No common law o magistrado deve preocupar-se em trazer justiça para o caso presente, contudo, deve ainda utilizar uma argumentação capaz de ser aplicada a casos futuros. Há um senso de que se a mesma lógica da decisão atual não puder ser aplicada a casos futuros esta não pode ser considerada uma decisão justa. A fim de evitar decisões arbitrárias a common law credita menos valor às singularidades de cada caso e mais valor a isonomia e coerência. De fato, no sistema civil law brasileiro experimentamos o oposto, com diversas decisões do STF reiterando que aquela argumentação é estrita àquele caso, de que se trata de um caso único ou de uma exceção.

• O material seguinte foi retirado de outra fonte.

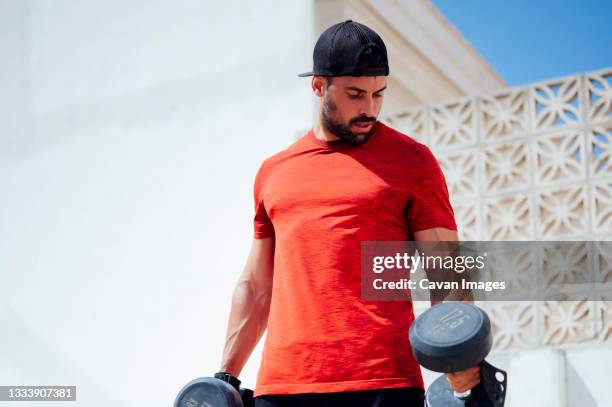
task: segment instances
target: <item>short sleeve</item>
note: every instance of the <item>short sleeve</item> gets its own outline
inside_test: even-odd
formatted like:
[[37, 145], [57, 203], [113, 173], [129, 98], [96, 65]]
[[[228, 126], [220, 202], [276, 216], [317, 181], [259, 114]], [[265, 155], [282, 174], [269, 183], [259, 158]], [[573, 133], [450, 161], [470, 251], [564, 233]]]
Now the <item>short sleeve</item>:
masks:
[[274, 235], [274, 226], [268, 217], [266, 207], [263, 201], [263, 166], [257, 171], [255, 176], [255, 185], [253, 188], [253, 199], [255, 203], [255, 217], [253, 220], [253, 228], [255, 239], [263, 239]]
[[457, 230], [448, 187], [431, 150], [422, 145], [420, 171], [413, 182], [407, 204], [406, 222], [411, 233], [432, 228]]

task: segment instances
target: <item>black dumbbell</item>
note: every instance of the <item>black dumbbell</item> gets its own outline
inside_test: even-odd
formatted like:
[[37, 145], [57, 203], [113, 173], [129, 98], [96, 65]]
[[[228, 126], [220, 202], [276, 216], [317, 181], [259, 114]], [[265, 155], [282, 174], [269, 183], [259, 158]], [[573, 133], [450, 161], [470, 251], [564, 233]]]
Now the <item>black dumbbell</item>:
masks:
[[430, 407], [502, 407], [507, 374], [484, 358], [493, 344], [491, 322], [479, 307], [463, 302], [437, 304], [422, 313], [408, 334], [417, 362], [434, 372], [453, 373], [480, 365], [480, 383], [466, 394], [455, 393], [444, 375], [425, 395]]
[[240, 388], [240, 381], [233, 379], [216, 374], [192, 380], [181, 389], [174, 407], [253, 407], [253, 391]]

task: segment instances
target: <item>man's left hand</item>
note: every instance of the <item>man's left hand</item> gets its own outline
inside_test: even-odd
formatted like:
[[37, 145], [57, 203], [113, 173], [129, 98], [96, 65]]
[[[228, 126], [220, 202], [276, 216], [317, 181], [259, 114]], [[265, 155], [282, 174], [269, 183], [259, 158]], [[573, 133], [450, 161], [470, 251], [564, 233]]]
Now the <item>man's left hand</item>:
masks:
[[480, 383], [480, 366], [476, 365], [460, 372], [446, 373], [446, 380], [454, 391], [465, 393]]

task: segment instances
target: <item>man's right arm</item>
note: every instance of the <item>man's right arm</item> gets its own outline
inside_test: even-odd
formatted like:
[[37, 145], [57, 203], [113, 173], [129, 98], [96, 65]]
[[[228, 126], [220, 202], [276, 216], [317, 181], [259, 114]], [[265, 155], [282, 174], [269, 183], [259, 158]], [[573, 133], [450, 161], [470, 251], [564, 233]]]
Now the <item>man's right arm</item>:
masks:
[[253, 239], [246, 266], [232, 296], [220, 371], [237, 377], [265, 332], [273, 275], [274, 236]]

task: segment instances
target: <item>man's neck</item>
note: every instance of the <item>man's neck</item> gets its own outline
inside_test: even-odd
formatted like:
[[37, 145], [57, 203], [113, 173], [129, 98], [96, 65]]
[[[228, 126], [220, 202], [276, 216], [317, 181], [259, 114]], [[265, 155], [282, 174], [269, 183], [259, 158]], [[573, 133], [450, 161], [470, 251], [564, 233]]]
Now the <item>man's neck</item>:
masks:
[[321, 122], [321, 117], [317, 119], [317, 122], [315, 123], [314, 128], [313, 128], [313, 131], [314, 131], [315, 137], [318, 138], [319, 140], [323, 140], [323, 141], [340, 140], [339, 137], [325, 130], [325, 128], [323, 127], [323, 123]]

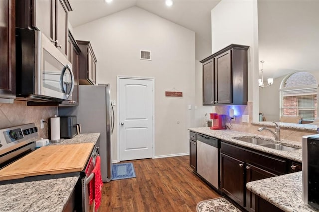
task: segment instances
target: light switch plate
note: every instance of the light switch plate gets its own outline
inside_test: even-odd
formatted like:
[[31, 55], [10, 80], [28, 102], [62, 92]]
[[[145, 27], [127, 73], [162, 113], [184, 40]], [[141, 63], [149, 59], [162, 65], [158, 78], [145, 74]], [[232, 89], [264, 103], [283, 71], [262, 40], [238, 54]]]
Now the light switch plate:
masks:
[[249, 116], [243, 115], [243, 123], [249, 123]]

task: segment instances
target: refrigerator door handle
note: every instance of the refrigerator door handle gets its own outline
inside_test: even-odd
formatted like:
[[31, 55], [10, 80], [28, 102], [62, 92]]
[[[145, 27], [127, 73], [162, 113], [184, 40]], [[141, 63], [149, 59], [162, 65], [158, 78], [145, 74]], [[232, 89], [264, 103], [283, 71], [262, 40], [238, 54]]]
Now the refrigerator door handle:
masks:
[[114, 129], [114, 122], [115, 122], [115, 117], [114, 117], [114, 109], [113, 108], [113, 106], [111, 103], [111, 108], [112, 108], [112, 115], [111, 117], [111, 122], [112, 122], [112, 130], [111, 131], [111, 134], [112, 135], [113, 134], [113, 129]]

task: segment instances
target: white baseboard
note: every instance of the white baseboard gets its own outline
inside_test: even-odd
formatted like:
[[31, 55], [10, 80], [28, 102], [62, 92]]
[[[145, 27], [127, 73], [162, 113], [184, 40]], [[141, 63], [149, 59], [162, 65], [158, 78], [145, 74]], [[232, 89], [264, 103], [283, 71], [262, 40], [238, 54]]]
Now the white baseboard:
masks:
[[171, 155], [158, 155], [157, 156], [153, 157], [153, 158], [156, 159], [156, 158], [169, 158], [170, 157], [184, 156], [186, 155], [189, 155], [189, 152], [186, 152], [185, 153], [173, 154]]
[[[152, 159], [169, 158], [170, 157], [185, 156], [186, 155], [189, 155], [189, 152], [186, 152], [185, 153], [173, 154], [171, 155], [158, 155], [157, 156], [153, 157]], [[112, 161], [112, 163], [119, 163], [119, 161], [118, 161], [117, 160]]]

Tal disposição não faria o menor sentido para um jurista norte americano principalmente quando pronunciada por uma suprema corte.
Uma das hipóteses para não aplicar determinado precedente a um caso é o uso do distinguishing. Tenta-se mostrar que os fatos em análise são diferentes dos fatos do precedente e por isso deve ser aplicado outro precedente ou outra lei. Não é qualquer fato ou detalhe que autoriza a aplicação do distinguishing. Apenas fatos relevantes e centrais para a decisão são capazes de afastar um precedente.
É importante destacar que um precedente, geralmente, é lapidado por casos futuros com fatos semelhantes. Estes novos casos acabam por ampliar ou restringir o alcance do holding. Por mais clara e determinada que uma regra seja, ela pode se revelar restritiva demais. De volta ao exemplo, seria razoável que a proibição de cachorros no estabelecimento se estendesse também a gatos e demais animais de estimação. Restringir o precedente apenas a cachorros e não aos demais animais seria uma afronta aos motivos centrais da decisão. Fica claro que se a regra fosse aplicada de modo restritivo perderia sua força argumentativa, justamente por lhe faltar coerência com seus fundamentos basilares.
De modo contrário, há situações em que a ampliação do alcance do precedente produz um confronto do holding com sua finalidade. É a hipótese de aplicar a proibição de animais para animais de pelúcia. Quando a abrangência do termo “animais” alcança animais de pelúcia, toda a argumentação de garantir a higiene e o conforto na praça de alimentação do shopping perde o sentido. Então, neste tipo de situação, o distinguishing deve ser usado e o alcance do precedente deve ser reduzido sob pena da regra se tornar incoerente com seu fundamento e, consequentemente, injusta.